The order of wines is sometimes perplexing, and the novice should remember that Chablis or Sauterne comes with the small oysters before soup, and that Sherry is drank after soup and with fish. Claret may be taken by those who prefer it during a whole dinner with entire propriety. Champagne comes with the roast, and Burgundy with game. The French and Germans reserve champagne for a dessert wine, but we drink it with both roast and dessert. After dessert comes coffee, which with us is served at table, not in the drawing-room. Fingerbowls with warm water are placed on the napkin on the dessert plate, and removed by the guest to the left, to be used by dipping the fingers in lightly and drying them on the d'oylay. When the ladies are quite through with dessert the hostess catches the eye of each or raises her gloved hand slightly, as a signal, and they leave the table, the oldest lady going first, the youngest last, followed by the hostess — the youngest gentleman, or the one nearest the door, taking it on himself to hold the door open. After half an hour a guest is at liberty to withdraw, but a dinner party rarely breaks up till half past ten or later, if cards and dancing follow.

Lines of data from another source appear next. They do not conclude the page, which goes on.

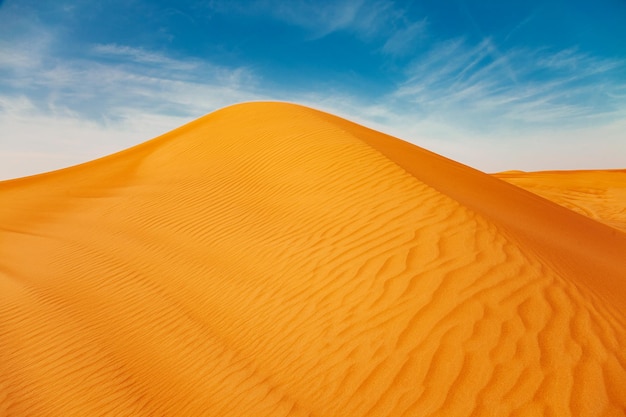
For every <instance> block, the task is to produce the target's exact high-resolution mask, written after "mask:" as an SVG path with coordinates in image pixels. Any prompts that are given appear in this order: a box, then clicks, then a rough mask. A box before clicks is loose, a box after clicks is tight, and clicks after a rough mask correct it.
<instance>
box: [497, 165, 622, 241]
mask: <svg viewBox="0 0 626 417" xmlns="http://www.w3.org/2000/svg"><path fill="white" fill-rule="evenodd" d="M496 177H498V178H501V179H503V180H505V181H507V182H510V183H511V184H515V185H517V186H519V187H522V188H525V189H527V190H528V191H532V192H534V193H536V194H539V195H540V196H542V197H545V198H547V199H549V200H552V201H554V202H555V203H558V204H560V205H562V206H564V207H567V208H569V209H571V210H574V211H576V212H578V213H580V214H583V215H585V216H589V217H591V218H593V219H596V220H598V221H600V222H603V223H606V224H608V225H609V226H613V227H615V228H617V229H621V230H622V231H623V232H626V169H622V170H602V171H601V170H596V171H546V172H529V173H526V172H519V171H518V172H503V173H500V174H496Z"/></svg>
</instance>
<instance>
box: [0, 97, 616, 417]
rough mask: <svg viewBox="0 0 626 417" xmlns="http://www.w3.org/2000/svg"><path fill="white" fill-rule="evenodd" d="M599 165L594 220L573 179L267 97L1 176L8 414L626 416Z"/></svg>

As to the individual etiquette of the table, on seating himself a guest draws off his gloves, and lays them in his lap under the napkin, which should be spread lightly, not tucked in the dress. The raw oysters are eaten with a fork; the soup, only a ladleful to each plate, is sipped from the side of the spoon, without noise, or tilting the plate. The head should never stoop toward the plate or cup, but the shoulders be kept straight and the food lifted to the mouth, the head being naturally bent a little. A quiet celerity in eating is preferable to the majestic deliberation which many people consider genteel. Bread should be broken, never cut at table, and should be eaten morsel by morsel, not crumbed into soup or gravy. Food should not be mixed on the plate. Sweet corn is brought on, tied in its husk by a strip of leaf, and should be eaten from the cob, breaking the ear in two, and holding the piece in the left hand. Asparagus should not be touched with the fingers, but the tender part cut up, and eaten with the fork. Fish is eaten with the fork, asssisted by a piece of bread in the left hand. Maccaroni is cut and taken with the fork, unless served with the tomatoes, when a teaspoon is allowed, as with green peas, and stewed tomatoes alone. Cheese is crumbled with the fork and eaten with it, never touched by the fingers. Pastry should be broken by the fork without the aid of a knife. Game and chicken are cut up, never picked with the fingers, unless in the indulgence of a family dinner, when the bone may be held in one hand and eaten. Pears are held by the stem to be paired, and then cut and eaten like apples, beginning to remove the skin at the blossom end. Oranges are held on a fork while peeled and divided without breaking the skin. Cherries in pie, or natural, should have the stones passed to the napkin held at the lips and returned to the plate, and grape seeds and skins are disposed of in the same way. Salt is left on the edge of the plate, not on the table. Ladies take but a single glass of wine, at most having their glasses half-filled with champagne a second time. It is beginning to be the custom to take soft bread as well as ice cream with cake. Cocoanut pudding looks like pie, but is helped and eaten with a spoon. Small meringues are best eaten with a spoon, though the prac-tice is to take them in the fingers.

Nothing at the table is so indicative of ill-breeding as loud or boisterous talking. It is the height of impropriety for one guest to monopolize the attention of all the others. Conversation should ordinarily be confined to one's immediate neighbors and should be conducted in a natural and sincere manner. Between courses the conversation may with propriety be made more general.